IV. Idealpolitik und Realpolitik revisited
Alle drei Veränderungsprozesse im Bereich der strukturellen Voraussetzungen für die amerikanische Führungsrolle in der Welt und gegenüber Europa untermauern die Erwartung einer weitgehenden Verminderung der amerikanischen Dominanz über, Präsenz in und (Selbst-) Bindung an Europa. Was ändert sich an dieser, auf die Annahme eines amerikanischen Hegemonieverlustes und die daraus folgende Suche nach neuen Formen außenpolitischer Gestaltungsmöglichkeiten gestützten Prognose, wenn man sie noch einmal den alternativen Interpretationsansätzen von Idealpolitik bzw.
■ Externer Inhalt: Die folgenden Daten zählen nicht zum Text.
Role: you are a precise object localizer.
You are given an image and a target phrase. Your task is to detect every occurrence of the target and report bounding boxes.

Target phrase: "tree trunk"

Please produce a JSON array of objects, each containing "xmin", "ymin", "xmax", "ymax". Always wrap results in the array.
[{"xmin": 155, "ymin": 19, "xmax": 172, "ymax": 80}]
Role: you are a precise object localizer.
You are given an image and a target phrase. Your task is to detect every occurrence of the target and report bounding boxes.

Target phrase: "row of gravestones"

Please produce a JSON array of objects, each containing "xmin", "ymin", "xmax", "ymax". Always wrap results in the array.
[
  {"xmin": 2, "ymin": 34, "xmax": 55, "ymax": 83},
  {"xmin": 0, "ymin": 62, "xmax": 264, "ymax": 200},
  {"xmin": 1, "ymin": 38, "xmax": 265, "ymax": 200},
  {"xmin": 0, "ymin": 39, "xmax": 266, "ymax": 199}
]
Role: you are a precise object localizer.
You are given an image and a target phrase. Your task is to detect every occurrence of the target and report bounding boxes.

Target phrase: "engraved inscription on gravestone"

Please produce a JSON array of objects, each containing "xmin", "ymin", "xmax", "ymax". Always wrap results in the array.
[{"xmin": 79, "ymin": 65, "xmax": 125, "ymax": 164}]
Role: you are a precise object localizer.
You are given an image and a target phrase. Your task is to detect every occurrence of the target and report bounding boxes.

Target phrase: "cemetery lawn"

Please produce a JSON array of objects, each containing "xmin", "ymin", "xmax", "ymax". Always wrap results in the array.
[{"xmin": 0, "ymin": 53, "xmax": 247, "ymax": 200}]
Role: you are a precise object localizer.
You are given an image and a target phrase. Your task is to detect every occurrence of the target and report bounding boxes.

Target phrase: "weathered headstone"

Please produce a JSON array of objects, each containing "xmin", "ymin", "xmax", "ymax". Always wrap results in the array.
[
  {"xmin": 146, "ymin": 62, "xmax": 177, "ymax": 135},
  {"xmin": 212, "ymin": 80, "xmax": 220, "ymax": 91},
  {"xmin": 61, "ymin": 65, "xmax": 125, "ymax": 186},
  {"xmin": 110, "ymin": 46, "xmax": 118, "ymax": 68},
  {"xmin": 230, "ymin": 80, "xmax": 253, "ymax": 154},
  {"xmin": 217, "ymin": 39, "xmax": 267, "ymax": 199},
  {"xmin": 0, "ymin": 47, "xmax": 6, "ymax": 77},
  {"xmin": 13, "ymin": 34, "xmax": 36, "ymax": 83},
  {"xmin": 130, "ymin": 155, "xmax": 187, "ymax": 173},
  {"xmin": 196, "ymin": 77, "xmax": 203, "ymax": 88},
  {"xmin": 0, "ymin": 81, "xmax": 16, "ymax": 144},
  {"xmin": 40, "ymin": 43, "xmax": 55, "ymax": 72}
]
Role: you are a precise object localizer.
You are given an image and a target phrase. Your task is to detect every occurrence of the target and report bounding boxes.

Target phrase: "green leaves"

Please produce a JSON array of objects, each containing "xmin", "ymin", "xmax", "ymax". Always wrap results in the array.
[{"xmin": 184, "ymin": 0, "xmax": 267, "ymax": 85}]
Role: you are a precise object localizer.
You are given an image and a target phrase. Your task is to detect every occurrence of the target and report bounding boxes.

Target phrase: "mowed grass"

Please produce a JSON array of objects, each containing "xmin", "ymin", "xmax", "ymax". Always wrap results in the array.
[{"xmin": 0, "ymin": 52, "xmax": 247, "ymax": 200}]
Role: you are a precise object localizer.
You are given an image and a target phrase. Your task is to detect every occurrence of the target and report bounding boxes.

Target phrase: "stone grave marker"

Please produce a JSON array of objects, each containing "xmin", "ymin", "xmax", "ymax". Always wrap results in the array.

Realpolitik gegenüberstellt und sie daran mißt? Beide Interpretationsvarianten bestätigen die hier formulierten Erwartungen. Nehmen wir uns zur Begründung dieser Aussage zunächst den leichteren Fall einer „idealistischen“ Betrachtungsweise von Hegemonialpolitik vor: Dieser folgend würde die amerikanische Globalpräsenz als eine mehr oder minder freiwillig eingegangene Verpflichtung angesehen, die liberale Demokratie vor ihren Feinden zu schützen, in Begriffen der Funktion eines Hegemons gesprochen: ein kollektives Gut zu erbringen. Mit dem Umbruch in Osteuropa könnte dieser Auftrag zumindest für den europäischen Raum als erfüllt betrachtet werden. Ein Rückzug müßte sogar freiwillig erfolgen. In Rückbesinnung auf Washingtons Forderung, politische „Verstrickungen“ zu meiden, könnte die kostspielige allianzpolitische Bindung an Westeuropa wieder durch unverbindlichere Kooperationsbeziehungen ersetzt werden.
Der „realistischen“ Interpretation der amerikanischen Hegemonialpolitik kann eine in die gleiche Richtung wirkende Dynamik des Hegemonieverfalls abgewonnen werden: Ob sie wollen oder nicht, die USA können sich diese Präsenz als hegemoniale Ordnungsmacht in der bisherigen Form gar nicht mehr leisten, auch wenn sie nicht als eine Aufgabe auf Zeit, sondern als „Dauerauftrag“ gedacht gewesen sein mochte. Die Prognose von der verringerten Präsenz wird also sowohl durch die Wirkungsrichtung derjenigen Kräfte und Motive untermauert, die eine (neo-) „realistische“ Interpretation der amerikanischen Außenpolitik unterstellt, als auch durch die derjenigen, auf die sich eine „idealistische“ Interpretation stützen würde.
Wir haben den Versuch unternommen, durch die Freilegung einiger wesentlicher Elemente der Tiefenstruktur der amerikanischen Außenpolitik bestimmte Wirkungskräfte und deren Wirkungsrichtung, also eine Tendenz zu ermitteln. Diese Tendenz wird sich aber nicht selbsttätig und geradlinig durchsetzen, sondern einem Kräftefeld widerstreitender Einflüsse ausgesetzt sein. Mit der Auflösung des Ost-West-Konflikts haben wir bereits einen der dabei zu berücksichtigenden begünstigenden Faktoren benannt. Allerdings scheint, wie der Golfkrieg zeigt, gerade der damit einhergehende Rückzug der Sowjetunion aus ihrer ehemaligen Rolle als zweite globale Ordnungsmacht atavistische Gelüste in den USA geweckt zu haben, wieder allein für „Recht und Ordnung“ sorgen zu wollen. Unter weiteren Gegenkräften zu der prognostizierten Entwicklungstendenz stellt der „leadership lag“ der zur Übernahme von kollektiven Ordnungsund Konfliktregelungsfunktionen aufgerufenen Europäer die vielleicht wichtigste dar. Gerade bei einer Militarisierung von Konflikten wird Westeuropa dazu neigen, der auf diesem Gebiet noch funktionstüchtigen alten Hegemonialmacht globalpolitische Ordnungsfunktionen zuzuschieben. Keinen Anlaß für einen etwaigen Wunsch der europäischen Nachbarn nach dauerhafter amerikanischer Präsenz in Europa bietet allerdings das neue Deutschland mehr: Während die Anwesenheit der USA in Europa nach dem Zweiten Weltkrieg nicht zuletzt auch der Eindämmung des deutschen Militarismus gegolten hatte dürfte nun gegenüber dem sich als besonders friedliebender „Drückeberger“ entpuppenden Deutschland dieser Grund für eine Existenzverlängerung des atlantischen Militärbündnisses und der amerikanischen Präsenz in Europa entfallen sein.